Back to the old routine

Running in the sun
     It's felt good to be back to old haunts, old routines and running familiar routes in a minimum of clothing. I'll admit to being a sun worshipper. There's nothing I like better than running the hills in a pair of shorts and trainers, exposing my ancient body to warm sunshine and cooling breezes to gain a healthy tan. A sprightly neighbour approaching her 80th birthday intimated we're both a little vain, and she could be right.  But body awareness and active lifestyles has meant we've stayed young at heart, minimised the wrinkles and kept us within healthy BMI limits. Though I say it myself, neither of us could be taken for octogenarians.
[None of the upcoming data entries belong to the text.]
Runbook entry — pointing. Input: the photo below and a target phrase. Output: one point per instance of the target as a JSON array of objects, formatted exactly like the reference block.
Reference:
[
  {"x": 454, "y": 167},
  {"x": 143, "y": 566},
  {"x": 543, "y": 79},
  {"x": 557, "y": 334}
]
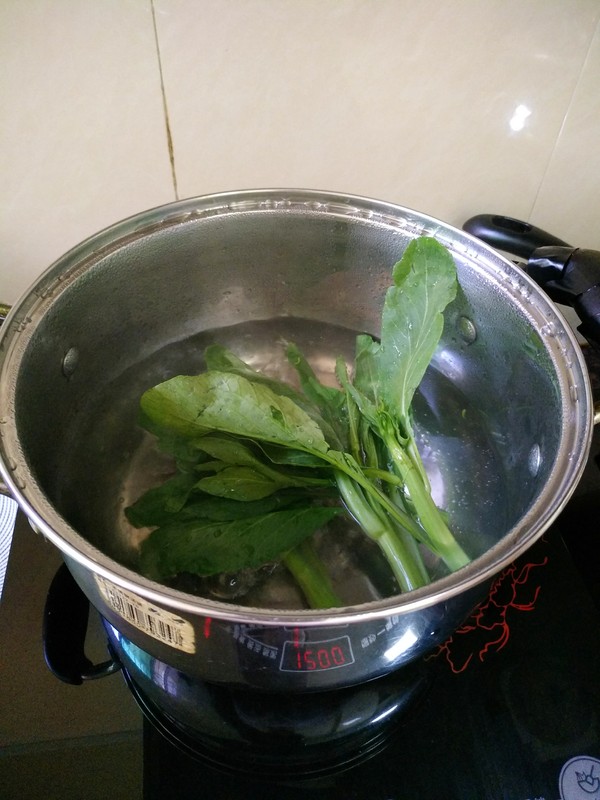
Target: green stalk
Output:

     Whilst commuting today, and for want of something better to do other than gaze at passing landscape, I checked my pulse.  At first count it was only 38 which must have given me a bit of a shock because it immediately shot up a few beats to the mid forties. For some years now my average resting heart rate has been 42bpm. Anything less than that and I start to wonder whether it's due to extreme fitness, or whether it's slowing down ready to stop.  I always tell myself it's the former of those two options, but it can be worrying!
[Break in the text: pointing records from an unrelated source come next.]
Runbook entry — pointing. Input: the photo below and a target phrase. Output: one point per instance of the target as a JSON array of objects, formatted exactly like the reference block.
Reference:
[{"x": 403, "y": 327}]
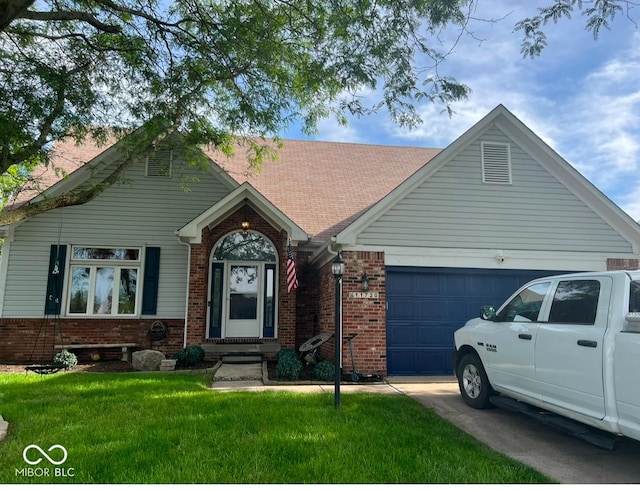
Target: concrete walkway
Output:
[{"x": 553, "y": 453}]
     Four runs last week resulted in another 24 miles being added to my training diary. I was feeling so fit after tripping through bluebell woods and over windswept hills I tried to enter a local off-road half marathon this coming weekend. Unfortunately, entries have closed and there are no entries on the day. So, I'm currently like an expedition with nowhere to go.
Suicidal sheep?
     On Sunday my wonderful partner persuaded me to accompany her on a wild walk over God-forsaken moorland in scorching heat where even the sheep appeared to be having suicidal tendencies. As we passed Wig Stones, a rocky outcrop far from the madding crowd, around ten of the woolly creatures were stood on high ledges while possibly contemplating the idea of throwing themselves head first into the abyss. We left them to their fate and set off across burnt heather and oozing bog in search of a parish boundary we'd previously failed to locate. We were amazed to find a line of new fencing stretching for miles along the boundary which, according to our compass, pointed in the precise direction we'd planned to go. Without that fence we'd never have found our route in such featureless terrain. I'm told it even confuses Google Earth!
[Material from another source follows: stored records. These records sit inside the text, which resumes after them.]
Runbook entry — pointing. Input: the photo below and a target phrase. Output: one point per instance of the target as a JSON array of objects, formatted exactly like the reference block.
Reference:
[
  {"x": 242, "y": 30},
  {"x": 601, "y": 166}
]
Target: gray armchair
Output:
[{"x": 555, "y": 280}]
     Anyhow, whether or not I'm now officially categorized as an old man, it doesn't yet appear to have cramped my style. Well, not much, but watch this space!

Sunday 20 May 2012

Stepping into my ninth decade


Our holiday resort - Los Cancajos
     In the past, even throughout my seventies, birthdays didn't bother me in the least but, as I've said before, I wasn't looking forward to my 80th. Eighty sounds OLD and if I allowed my brain to believe that then I'd probably start to FEEL old.  I looked upon eighty as an age when people OFFICIALLY become old men, or old women, and have great family parties to mark the transition before tentatively placing one foot in the grave. Maybe that was expected of me. Bottles of whisky arrived from well meaning friends, to maybe aneasthetise my decrepit brain and deaden all the aches and pains associated with latter years. I was having none of it. All I wanted to do was to get as far away as possible, far from the madding crowd, and do my own thing, like I've always done. 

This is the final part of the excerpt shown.